Transit honchos are considering a new billion-dollar passenger train that would run through southern Brooklyn, Queens, and the Bronx in an effort to better serve the transit-starved outer-boroughs, authorities announced on Oct. 15.
“Over the last 15 years, over half of job growth has been in the outer-boroughs,” said Maulin Mehta, a senior associate at the Regional Plan Association, which first proposed the commuter rail in 1996. “But right now, a lot of the train service is very Manhattan-centric.”
The Metropolitan Transit Authority will test the feasibility of retrofitting a series of pre-existing freight lines for use ferrying commuters, offering crosstown service from the Brooklyn Army Terminal in Sunset Park to East New York, before veering north parallel to the L line through Brownsville and Bushwick, and on to distant Queens and the Bronx.
The train, which the Transit Authority has dubbed the Triboro Line, would make 11 stops at new and preexisting stations in Brooklyn, providing connections to the R, N, D, F, Q, 2, 3, 5, and L trains. In all, the train would make 22 stops between Brooklyn Army Terminal and Co-Op City in the Bronx.

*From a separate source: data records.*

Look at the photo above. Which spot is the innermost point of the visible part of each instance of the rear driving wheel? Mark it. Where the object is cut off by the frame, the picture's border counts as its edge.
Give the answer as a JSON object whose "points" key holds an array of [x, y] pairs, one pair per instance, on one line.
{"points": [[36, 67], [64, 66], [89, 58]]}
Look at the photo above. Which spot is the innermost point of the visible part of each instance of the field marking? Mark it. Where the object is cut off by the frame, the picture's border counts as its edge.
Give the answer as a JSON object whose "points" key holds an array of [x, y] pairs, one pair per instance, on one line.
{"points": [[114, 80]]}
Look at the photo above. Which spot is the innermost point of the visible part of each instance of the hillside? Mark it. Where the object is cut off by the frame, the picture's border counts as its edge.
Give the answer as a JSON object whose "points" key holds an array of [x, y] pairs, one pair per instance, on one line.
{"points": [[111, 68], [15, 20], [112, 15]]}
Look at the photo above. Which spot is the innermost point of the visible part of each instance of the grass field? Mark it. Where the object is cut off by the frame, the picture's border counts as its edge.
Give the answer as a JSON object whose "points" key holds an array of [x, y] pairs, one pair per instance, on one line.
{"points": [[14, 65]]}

Brooklyn trains would travel on the Bay Ridge Branch — a freight line that is currently owned and operated by Amtrak, Long Island Railroad, and freight operator CSX.
The recently-announced study will examine the feasibility of roughly half the route from Brooklyn to Ridgewood, Queens, and would determine the project’s potential construction costs, impacts on the community, and frequency of service, according to Mehta.
Support for the Triboro Line ramped up after Assemblywoman Latrice Walker (D-Brownsville) proposed a bill calling on the Metropolitan Transit Authority to conduct a study for the project in June.
Sadly, the project’s hefty price tag makes the Triboro Line a distant reality at best — Mehta pegged the projected cost between $1 billion and $2 billion, which would eat up a sizable chunk of the transit authority’s $5.7 billion budget for all LIRR-related work in its 2020-2024 Capital Plan.
Another recent MTA study revealed that a similar proposal to restore passenger service along an existing Rockaway line would cost a jaw-dropping $6.8 billion, NY1 reported.
The Bay Ridge Branch rail line hasn’t carried passenger trains since 1924, but urban planners say that the freight line is well-suited for the project because its tracks are currently underutilized, and the existing infrastructure would help keep costs down relative to building new tunnels.
And while no other passenger trains in the city share rails with freight lines, Mehta claimed that the practice is common in other big cities.
“London and Chicago have commingled freight and passenger service, and have had success,” he said.
The Transit Authority’s study will begin by the end of the year, according to MTA spokesman Aaron Donovan.